By Patrick Phillips | September 9, 2020 at 1:15 PM EDT - Updated September 9 at 1:58 PM
CHARLESTON, S.C. (WCSC) - The City of Charleston is suing 24 fossil fuel companies for costs related to flooding, Mayor John Tecklenburg said at a Wednesday afternoon news conference at the Battery.
“We are filing lawsuit today against Big Oil,” Tecklenburg said. “And the reason is they have contributed through an intentional deception to change the story of the impact of the burning of fossil fuels on climate change on this planet. So, I feel it’s not fair to the citizens in Charleston, to have to bear the burden.”
The suit alleges six causes of action, including public and private nuisance, strict liability and negligent failure to warn, trespass, and violations of South Carolina’s Unfair Trade Practices Act.
The companies named in the lawsuit include Exxon Mobile Corporation, Royal Dutch Shell plc, Shell Oil Company, Chevron Corporation, BP America, Hess Corporation, ConocoPhillips, Murphy Oil and others.
“As this lawsuit shows, these companies have known for more than 50 years that their products were going to cause the worst flooding the world has seen since Noah built the Ark,” Tecklenburg said. “And instead of warning us, they covered up the truth and turned our flooding problems into their profits. That was wrong, and this lawsuit is all about holding them accountable for that multi-decade campaign of deception.”
The lawsuit details examples from defendants' decades-long campaign to deceive the public, press, and policy makers about the harm the defendants knew would occur from the use of their products.

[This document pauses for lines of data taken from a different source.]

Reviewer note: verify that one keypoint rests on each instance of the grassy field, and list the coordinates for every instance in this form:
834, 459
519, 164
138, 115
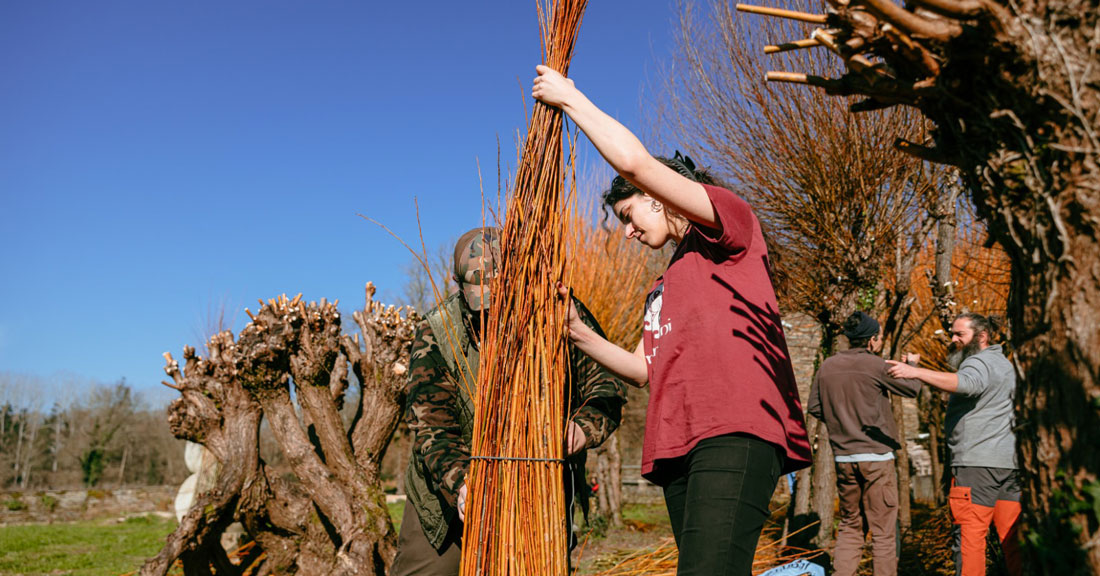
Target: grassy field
81, 549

The complaint also details the resulting impacts that Charleston is currently enduring, including:
- The frequency of flooding events has increased substantially in Charleston, from around four days per year around 50 years ago to nearly 89 days per year as of 2019.
- The City has incurred significant costs on capital projects to address sea level rise, including, but not limited to, by rebuilding its aging Low Battery Seawall to account for sea level rise projections, installing check valves to prevent tidal intrusion on the City’s storm drain system, and redesigning and retrofitting its floodwater drainage system to keep up with increased flooding caused by sea level rise, including by constructing over 8,000 feet of new drainage tunnels.
- The City is expected to endure 30 additional days per year of temperatures higher than 95°F by 2070. Due to systemic inequities, people of color and those living in poverty tend to be particularly vulnerable to extreme heat events.
Charleston is the first city in the American South, and the 21st community nationwide, to hold fossil fuel companies accountable for climate change deception, impacts, and costs.